PHILADELPHIA ( - It's more than likely that the Eagles want to make a clean break from the Chip Kelly era after the season so Pat Shurmur will probably spend only 60 minutes of game time as the team's interim head coach.

And that's not exactly the kind of sample size you need to make a splash so Shurmur's place in this team's coaching search -- if he even has one -- is likely tied to his previous stint in Philadelphia under Andy Reid, where he spent time tutoring the offensive line, tight ends and quarterbacks, as well as his time as offensive coordinator in St. Louis, where he developed an affinity to current Birds signal caller Sam Bradford, and his two seasons as the head coach in Cleveland.

"It's been a unique week, as we all know," Shurmur said Thursday. ... at this point, my focus is on Sunday. You know, we all know change is in the air and we'll just have to kind of talk about those decisions as we move forward. I'm certainly excited to help finish out this year. It's very unfortunate that Mr. Lurie felt like a change was necessary, but we're going to do what we can to play the Giants."

Shurmur, a far more traditional offensive coach than Kelly, deserves some credit for opening his mind and coming back to Philadelphia to learn some of the concepts of an up-tempo, spread offense based on a lot of zone-read mechanics.

"Any time you put guys together -- coaches that haven't worked together -- there's a collaboration," Shurmur said. "So it became the Philadelphia Eagles offense.

"Percentages of whatever, certainly Coach Kelly was the inspiration for the running game and a lot of what we did and the passing game. And then I had ideas; other coaches in the room had ideas and what we did became the Philadelphia Eagles offense. As you watched our offense through the years, it was much different in year one when we started out with Michael Vick than it is now playing with Sam Bradford."

Some might dispute that but it's no surprise Shurmur refused to throw Kelly under the bus and that loyalty should hardly be considered a negative toward any future employment prospects here.

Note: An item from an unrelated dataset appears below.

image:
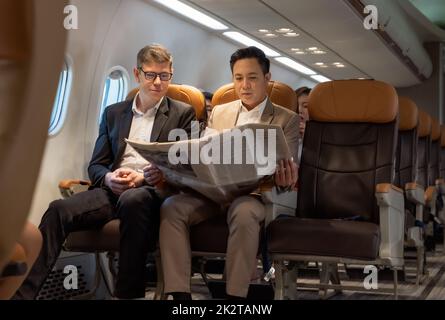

"I certainly learned something new every day," he claimed. "You know, I'd like to think that a lot of what we've done here is right. I really do."

That said, Shurmur was wise to also lead on his impressive past.

"I certainly have a strong philosophy that was developed under Andy Reid and then working for (Giants defensive coordinator) Steve Spagnuolo (in St. Louis) and then, my goodness, the time I spent with (former NFL head coach and former Cleveland Browns President) Mike Holmgren," he said. "You're talking about Hall of Fame guys. I learned a great deal from them. So that was the core of my former life. And then in these last three years, certainly I've learned a lot of things that I really, really believe in and I think there's a good blend."

If he Eagles focus on the Reid/Holmgren part of that blend, Shurmur might be a viable option moving forward.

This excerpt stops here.